Another useful ability of AR is how it allows virtual objects to be placed in the real world -- a process referred to as visualisation.

Melding the virtual and the real in this way offers designers a way of interacting with virtual 3D models of their creations as if they were physical, real-world objects.

An example might be car design, says Blau, where those drawing up plans for the car manipulate and refine 3D virtual parts, which are projected into their view using an AR headset.
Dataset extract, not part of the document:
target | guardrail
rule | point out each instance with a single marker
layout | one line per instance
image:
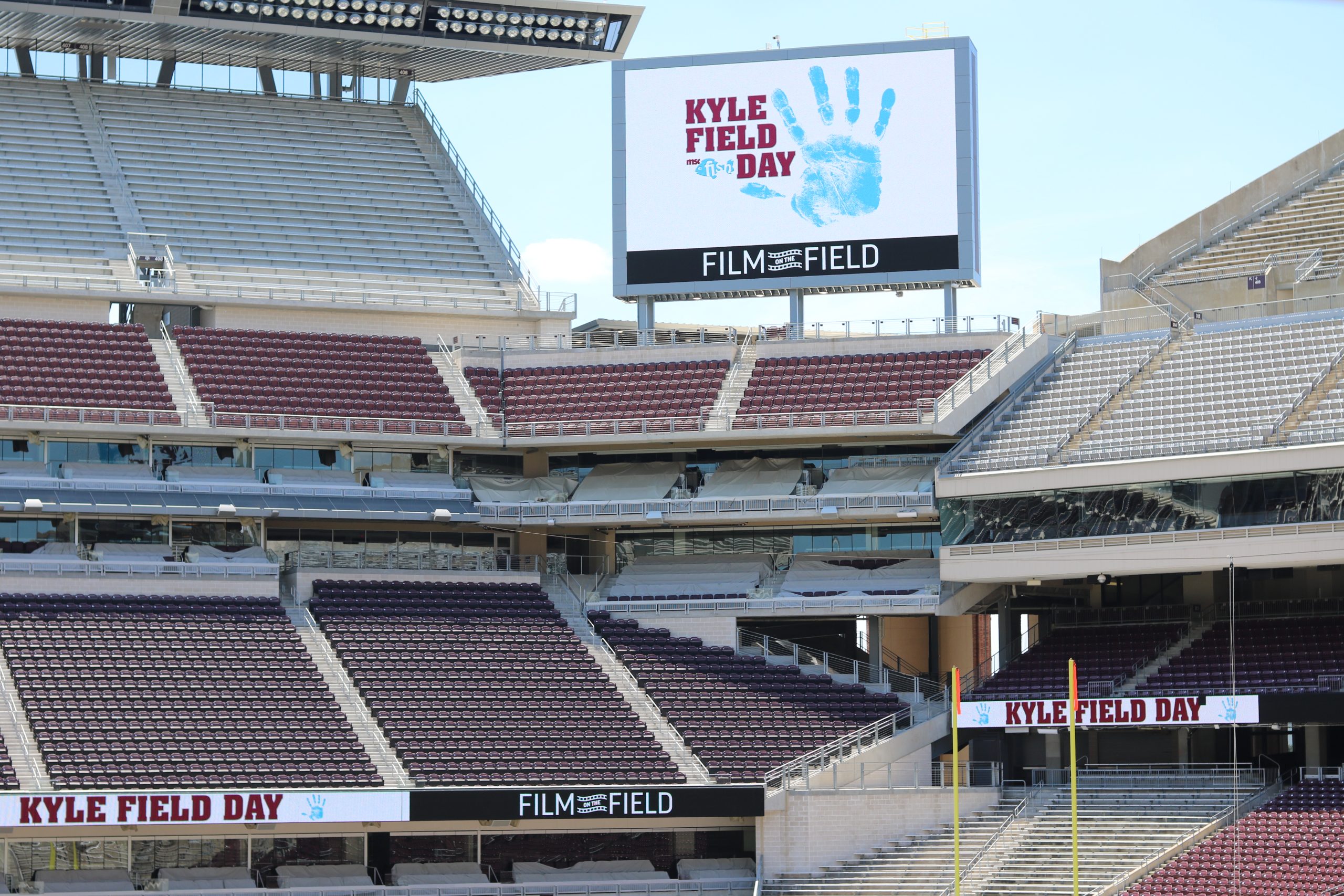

Car designers have got to "get the design right" for "thousands of pieces of parts", he said, and visualisation "using computer graphics and these immersive techniques" helps them to do so. He added that car designers have been using the technique for a long time, using earlier technologies. One such example is this spatial augmented reality setup used by Volkswagen, in which virtual layouts of a car interior are projected onto a full-size model of a car dashboard.

Visualisation of 3D objects using AR in this way could also offer a better sense of what a finished product would be like than a flat image on a screen.

Better customer service

AR has the potential to make life easier for customer-facing staff, particularly for those working in retail.

For example, a sales assistant at a make-up counter could use AR glasses to help the customer buy cosmetics that best suits them, says the Forrester report.

Not only could the assistant see what the customer would look like wearing different make-up, they could also get guidance on how to apply it.

"By superimposing makeup directions directly into the sales associate's field of vision, the end results will be far better for the customer," says the report.

There are already examples of AR and virtual reality being offered to customers using tablets, rather than head-mounted displays. For example, the hardware retailer Lowe's allows customers to explore 3D models of custom-designed bathroom suites using iPads, as part of its Holoroom experience. Customers explore the virtual 3D environment by walking around the Holoroom holding out the iPad, whose screen shows the virtual space around them.

New ways of working

Beyond giving remote workers a helping hand, AR headsets could also change the way we work.

Blau gives the example of a loss adjustor from an insurance company who is examining a car that's been in an accident.

As the adjustor examines the wrecked vehicle, an AR headset could feed video of the car back to a system that recognises the damage and estimates how much it will cost to fix.

"It's using the recognition capabilities of the device to help that insurance worker to determine what happened," said Blau.

"That could help that insurance worker process claims faster and potentially more accurately."

Similarly in the health industry, AR could also change how doctors diagnose and treat illnesses, said Blau. For example, an AR headset could capture symptoms during the examination of a patient and place relevant medical information in the doctor's view.